As a friend once told him, he recalls, “Parents give their kids the best they have to offer, and the world takes care of the rest. There’s no escaping from the blues or whatever you want to call it.”

Springsteen had no plans to make a book — children’s or otherwise — out of the song until he heard from Caruso. The cartoonist was immediately drawn to the dark tale when he first heard the song version in 2009.

“I stopped what I was doing and thought it was like a story being read to me,” Caruso says. “Everyone’s got to be seeing this.”
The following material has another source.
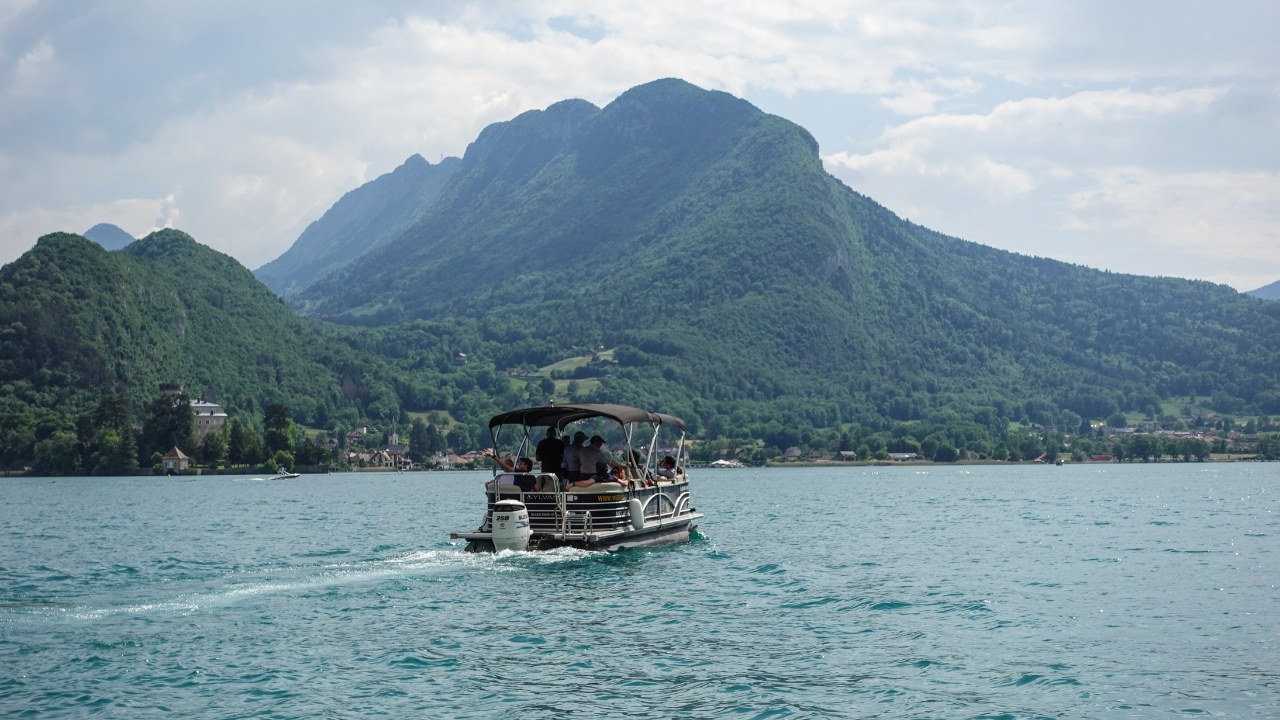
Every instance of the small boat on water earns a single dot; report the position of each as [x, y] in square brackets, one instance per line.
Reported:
[542, 510]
He made some pencil sketches and presented them to Springsteen and Caruso’s mutual friend, music critic Dave Marsh. About a year and a half later, Caruso got a call out of the blue one Sunday morning from Springsteen, who was excited about the project. “This was the first time anyone has approached me to do a book of this kind,” Springsteen says.

The collaboration went smoothly, according to both the writer and the illustrator, with about three or four dummy copies of the book passing back and forth between them.

“He dug the pencil drawings,” Caruso says of Springsteen. “It was just a matter of tweaking a color to get the right emotion.”

On the eve of the book’s publication, Springsteen says he feels the work has a universal appeal.

“It’s a very human story,” he says. “We start carrying some of the baggage of our past as small children. And then at some point, we either try to sort it out or outrun it. You can’t outrun it, which is what this character tries to do. And it’s very difficult to sort it out. But it’s the only way to go.”